Teo fishes into the box once more, this time removing a Teddy Bear in the shape of John Rabid.
Teo del Sol: Whoops! I think this one belongs to Seth. I'll return it to him later.
He continues fishing, and pulls out a Blank White T-shirt
Teo del Sol: Ah yes, the new Sidney Warwick line! Guaranteed not to offend the sensibilities of anyone you encounter. Now, you may be wondering, if the safety of the lack of logos guarantees that I won't accidentally cause someone to be triggered, then how will anyone recognize a Sidney J Warwick fan holding the T-shirt?
My answer is, don't worry about it! Nobody likes Warwick enough to buy his T-shirts anyway.
Fast Voiceover: WCF Legal would like to apologize to any fans of Sidney J. Warwick. Teo's opinions do not represent those of the WCF, nor any rational human being.
Teo del Sol: Hey! I heard that! Lousy voiceover, insulting me without actually existing. One of these days...
Teo reaches into the cardboard box and pulls out what appears to be a T-shirt with an empty arena plastered across it.
Teo del Sol: Now look at what we have here! It's a shot of last week's show, the full house where we saw Kyle Kemp claim the Omega title!
Teo places his head down next to the shirt, as though listening to it.
Teo del Sol: The pomp! The circumstance! The cheers emanating from that building were unmatched! You can practically hear them coming off the shirt! This black Friday, get the chance to own a piece of WCF history!
Teo suddenly is interrupted by the sound of a ringing telephone, he looks around in confusion.

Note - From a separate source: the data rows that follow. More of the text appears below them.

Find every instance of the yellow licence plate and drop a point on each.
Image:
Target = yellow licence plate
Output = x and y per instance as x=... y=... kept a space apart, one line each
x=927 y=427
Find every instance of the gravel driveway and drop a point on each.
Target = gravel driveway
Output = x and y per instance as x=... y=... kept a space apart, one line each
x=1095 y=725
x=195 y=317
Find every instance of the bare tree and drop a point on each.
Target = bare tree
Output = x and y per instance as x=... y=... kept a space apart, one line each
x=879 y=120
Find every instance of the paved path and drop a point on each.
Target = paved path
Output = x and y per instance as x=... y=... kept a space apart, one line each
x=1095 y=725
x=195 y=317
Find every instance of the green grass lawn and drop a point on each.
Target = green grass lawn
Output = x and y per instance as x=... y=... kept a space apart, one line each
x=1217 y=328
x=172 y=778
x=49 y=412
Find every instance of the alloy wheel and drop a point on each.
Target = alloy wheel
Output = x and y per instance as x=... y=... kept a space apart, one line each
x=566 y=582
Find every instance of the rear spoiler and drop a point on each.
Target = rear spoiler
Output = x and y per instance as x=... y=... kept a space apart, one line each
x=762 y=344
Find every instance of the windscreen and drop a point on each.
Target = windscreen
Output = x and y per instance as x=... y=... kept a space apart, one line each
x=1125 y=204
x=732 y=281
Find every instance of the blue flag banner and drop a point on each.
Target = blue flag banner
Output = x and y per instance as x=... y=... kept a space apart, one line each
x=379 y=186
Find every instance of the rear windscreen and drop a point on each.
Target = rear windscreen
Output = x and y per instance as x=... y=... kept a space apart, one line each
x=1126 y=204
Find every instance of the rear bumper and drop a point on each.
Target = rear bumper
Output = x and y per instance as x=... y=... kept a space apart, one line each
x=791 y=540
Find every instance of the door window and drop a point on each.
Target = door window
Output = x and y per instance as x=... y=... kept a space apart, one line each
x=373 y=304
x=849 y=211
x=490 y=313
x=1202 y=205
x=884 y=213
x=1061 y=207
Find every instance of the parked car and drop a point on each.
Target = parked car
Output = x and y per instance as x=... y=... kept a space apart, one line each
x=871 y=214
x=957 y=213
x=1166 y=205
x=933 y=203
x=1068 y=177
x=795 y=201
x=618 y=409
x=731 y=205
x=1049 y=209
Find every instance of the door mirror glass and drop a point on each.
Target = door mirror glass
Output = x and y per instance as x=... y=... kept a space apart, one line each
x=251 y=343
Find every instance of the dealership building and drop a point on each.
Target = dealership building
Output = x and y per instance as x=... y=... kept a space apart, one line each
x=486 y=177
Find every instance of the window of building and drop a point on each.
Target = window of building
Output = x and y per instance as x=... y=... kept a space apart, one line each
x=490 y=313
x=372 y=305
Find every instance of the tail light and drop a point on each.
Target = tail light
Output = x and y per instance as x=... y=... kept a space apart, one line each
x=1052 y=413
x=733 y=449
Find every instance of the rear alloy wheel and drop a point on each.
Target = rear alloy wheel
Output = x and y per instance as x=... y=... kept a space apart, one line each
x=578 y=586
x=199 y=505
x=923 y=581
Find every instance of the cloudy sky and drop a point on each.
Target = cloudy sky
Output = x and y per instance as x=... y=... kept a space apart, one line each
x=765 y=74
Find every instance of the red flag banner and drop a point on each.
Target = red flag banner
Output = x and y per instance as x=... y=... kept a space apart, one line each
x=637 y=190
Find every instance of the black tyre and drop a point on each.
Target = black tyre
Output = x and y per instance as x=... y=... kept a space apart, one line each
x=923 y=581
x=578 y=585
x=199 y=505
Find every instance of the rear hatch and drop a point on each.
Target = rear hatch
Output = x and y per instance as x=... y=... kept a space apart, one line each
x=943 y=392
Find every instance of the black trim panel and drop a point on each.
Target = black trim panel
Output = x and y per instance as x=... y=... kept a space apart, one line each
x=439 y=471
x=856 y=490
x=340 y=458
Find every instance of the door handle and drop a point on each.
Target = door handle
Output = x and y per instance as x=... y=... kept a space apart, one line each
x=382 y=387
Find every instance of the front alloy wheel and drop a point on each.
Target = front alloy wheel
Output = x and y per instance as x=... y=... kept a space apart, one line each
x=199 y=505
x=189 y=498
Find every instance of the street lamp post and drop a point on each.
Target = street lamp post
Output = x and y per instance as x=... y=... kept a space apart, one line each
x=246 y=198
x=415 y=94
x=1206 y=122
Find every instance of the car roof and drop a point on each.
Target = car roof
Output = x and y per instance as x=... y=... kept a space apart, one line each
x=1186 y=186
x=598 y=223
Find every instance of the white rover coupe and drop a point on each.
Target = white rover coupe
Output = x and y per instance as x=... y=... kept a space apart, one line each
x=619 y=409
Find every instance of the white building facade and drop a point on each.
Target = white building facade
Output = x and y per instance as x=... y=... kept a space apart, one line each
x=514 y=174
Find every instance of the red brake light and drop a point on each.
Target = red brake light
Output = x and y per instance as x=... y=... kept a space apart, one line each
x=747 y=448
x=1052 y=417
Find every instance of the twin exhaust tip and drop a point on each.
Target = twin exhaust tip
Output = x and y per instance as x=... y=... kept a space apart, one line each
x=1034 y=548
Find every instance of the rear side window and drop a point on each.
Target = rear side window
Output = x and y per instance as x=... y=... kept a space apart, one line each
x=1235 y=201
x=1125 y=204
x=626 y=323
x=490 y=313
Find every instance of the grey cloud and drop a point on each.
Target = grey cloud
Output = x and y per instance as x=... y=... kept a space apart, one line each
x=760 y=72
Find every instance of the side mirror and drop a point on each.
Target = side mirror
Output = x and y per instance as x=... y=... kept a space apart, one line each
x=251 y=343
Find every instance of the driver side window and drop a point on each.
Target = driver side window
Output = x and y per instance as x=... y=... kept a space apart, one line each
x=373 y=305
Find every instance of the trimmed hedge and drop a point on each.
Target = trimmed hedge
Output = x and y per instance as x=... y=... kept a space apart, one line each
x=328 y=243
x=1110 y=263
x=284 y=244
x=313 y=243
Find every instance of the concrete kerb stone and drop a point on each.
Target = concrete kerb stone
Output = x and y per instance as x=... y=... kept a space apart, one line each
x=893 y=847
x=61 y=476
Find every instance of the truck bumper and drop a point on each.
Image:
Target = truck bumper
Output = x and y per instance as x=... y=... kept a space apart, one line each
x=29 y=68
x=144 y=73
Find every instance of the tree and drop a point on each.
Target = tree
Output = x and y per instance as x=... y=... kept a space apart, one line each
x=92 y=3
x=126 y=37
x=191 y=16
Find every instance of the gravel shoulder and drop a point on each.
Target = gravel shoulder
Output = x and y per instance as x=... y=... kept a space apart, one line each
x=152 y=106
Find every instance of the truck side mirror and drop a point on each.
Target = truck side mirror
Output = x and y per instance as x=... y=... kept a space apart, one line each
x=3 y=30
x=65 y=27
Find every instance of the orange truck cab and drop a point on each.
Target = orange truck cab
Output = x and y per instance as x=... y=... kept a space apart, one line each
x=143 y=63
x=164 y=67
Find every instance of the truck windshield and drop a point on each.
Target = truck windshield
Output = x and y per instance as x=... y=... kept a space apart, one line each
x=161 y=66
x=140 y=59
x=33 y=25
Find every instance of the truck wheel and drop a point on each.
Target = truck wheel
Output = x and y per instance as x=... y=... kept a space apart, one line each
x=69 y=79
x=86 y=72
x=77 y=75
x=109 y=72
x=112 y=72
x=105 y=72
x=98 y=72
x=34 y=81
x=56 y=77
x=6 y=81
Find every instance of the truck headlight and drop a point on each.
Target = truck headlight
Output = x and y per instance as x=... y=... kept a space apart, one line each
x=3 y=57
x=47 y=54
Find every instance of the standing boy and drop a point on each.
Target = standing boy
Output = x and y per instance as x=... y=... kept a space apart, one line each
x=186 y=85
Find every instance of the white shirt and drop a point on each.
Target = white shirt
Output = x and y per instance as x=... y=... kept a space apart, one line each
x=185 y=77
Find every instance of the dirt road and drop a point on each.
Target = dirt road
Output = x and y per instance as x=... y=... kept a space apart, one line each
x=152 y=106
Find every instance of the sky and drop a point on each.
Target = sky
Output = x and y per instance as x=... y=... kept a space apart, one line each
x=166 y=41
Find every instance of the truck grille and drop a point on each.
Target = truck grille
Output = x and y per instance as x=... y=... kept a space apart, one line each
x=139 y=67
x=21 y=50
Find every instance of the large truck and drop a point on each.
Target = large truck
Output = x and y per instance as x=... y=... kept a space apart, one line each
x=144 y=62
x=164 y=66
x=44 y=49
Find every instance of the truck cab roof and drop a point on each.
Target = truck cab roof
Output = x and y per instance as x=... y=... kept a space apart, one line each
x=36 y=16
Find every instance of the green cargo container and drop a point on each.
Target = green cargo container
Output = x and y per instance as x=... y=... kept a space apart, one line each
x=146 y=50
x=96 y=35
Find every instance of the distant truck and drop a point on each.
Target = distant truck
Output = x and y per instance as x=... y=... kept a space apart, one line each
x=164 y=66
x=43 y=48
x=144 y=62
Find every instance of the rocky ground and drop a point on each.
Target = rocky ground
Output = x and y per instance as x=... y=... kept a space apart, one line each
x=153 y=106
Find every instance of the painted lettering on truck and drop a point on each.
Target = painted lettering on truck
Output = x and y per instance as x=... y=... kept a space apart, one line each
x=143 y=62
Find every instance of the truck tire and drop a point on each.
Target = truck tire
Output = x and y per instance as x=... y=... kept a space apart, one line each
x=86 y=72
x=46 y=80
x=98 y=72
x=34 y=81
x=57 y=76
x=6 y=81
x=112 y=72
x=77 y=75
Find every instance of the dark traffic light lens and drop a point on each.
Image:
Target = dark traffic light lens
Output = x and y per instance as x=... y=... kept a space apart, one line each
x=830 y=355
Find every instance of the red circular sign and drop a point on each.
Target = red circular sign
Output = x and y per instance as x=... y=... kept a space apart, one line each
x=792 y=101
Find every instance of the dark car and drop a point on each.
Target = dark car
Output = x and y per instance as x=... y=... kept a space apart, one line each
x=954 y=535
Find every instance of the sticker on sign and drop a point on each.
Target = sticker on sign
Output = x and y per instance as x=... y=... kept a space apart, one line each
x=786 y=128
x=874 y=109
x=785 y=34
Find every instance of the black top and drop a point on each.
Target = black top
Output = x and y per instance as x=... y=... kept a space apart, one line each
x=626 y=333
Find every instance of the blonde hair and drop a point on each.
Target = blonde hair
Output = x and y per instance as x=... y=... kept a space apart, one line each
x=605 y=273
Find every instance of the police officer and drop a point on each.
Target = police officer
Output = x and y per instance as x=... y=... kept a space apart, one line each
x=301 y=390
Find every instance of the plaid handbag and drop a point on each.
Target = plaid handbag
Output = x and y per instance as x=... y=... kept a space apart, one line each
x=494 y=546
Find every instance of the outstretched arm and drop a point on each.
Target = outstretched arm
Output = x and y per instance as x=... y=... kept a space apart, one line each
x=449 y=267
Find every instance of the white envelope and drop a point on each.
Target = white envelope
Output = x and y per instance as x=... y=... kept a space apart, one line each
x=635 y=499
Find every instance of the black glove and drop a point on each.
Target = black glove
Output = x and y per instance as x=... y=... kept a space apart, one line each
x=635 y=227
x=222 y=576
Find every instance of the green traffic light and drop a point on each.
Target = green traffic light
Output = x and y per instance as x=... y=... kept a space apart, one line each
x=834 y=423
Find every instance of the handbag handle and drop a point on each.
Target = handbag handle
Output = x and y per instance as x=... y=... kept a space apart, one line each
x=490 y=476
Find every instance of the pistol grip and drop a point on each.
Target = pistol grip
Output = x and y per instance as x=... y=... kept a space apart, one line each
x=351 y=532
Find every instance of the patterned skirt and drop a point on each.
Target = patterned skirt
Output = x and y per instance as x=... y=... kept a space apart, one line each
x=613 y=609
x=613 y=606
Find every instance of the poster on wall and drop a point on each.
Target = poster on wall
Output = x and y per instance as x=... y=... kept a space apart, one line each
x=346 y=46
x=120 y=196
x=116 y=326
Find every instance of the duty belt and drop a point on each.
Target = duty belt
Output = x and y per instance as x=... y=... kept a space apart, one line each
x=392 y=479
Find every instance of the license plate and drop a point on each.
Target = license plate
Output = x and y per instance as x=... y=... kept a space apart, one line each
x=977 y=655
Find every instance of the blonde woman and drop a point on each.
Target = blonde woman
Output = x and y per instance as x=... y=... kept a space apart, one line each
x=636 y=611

Teo del Sol: I didn't realize they made this a call-in show...uh... go ahead caller?
Kyle Kemp's voice echoes over the voiceover through a cellular phone.
Kyle Kemp: Teo, what the hell are you doing? I've been looking for you all morning.
Teo del Sol: I'm sorry Kyle, but my secretary called me with the chance to do something nice for the people. Check with Seth, I'm sure it's all pro-bono.
Kyle Kemp: What secretary?? Teo, you left me a note saying "Gone to Internet, check website at noon." I thought you were going to Zombie's house or something.
Teo del Sol: Silly Kyle, Zombie doesn't live on the internet, don't talk crazy. He lives on a spaceship.
Kyle Kemp: .....I'm not going to dignify that with a response. Just get back to the gym by noon.
Teo del Sol: Don't worry, I'm headed there next. I scheduled us a meet n' greet with the fans while we work out.
Kyle Kemp: You wha-
A loud click echoes throughout the arena. Teo chuckles to himself. It is at this point he notices that Seth Lerch has walked into frame behind him, and stands with his arms crossed.
Seth Lerch: Teo...what are you doing in my building?
Teo del Sol: Oh, hi boss! Uh...sorry WCF.com, I'm going to have to cut this exclusive short. Remember to keep your eye on WCFshop.com for all new product information and Tune into Slam on Sunday!
Seth Lerch: Hello, security? Uh-huh...Yeah, out the front gate. Just make sure you don't toss him too hard. He has to defend that belt on Sunday.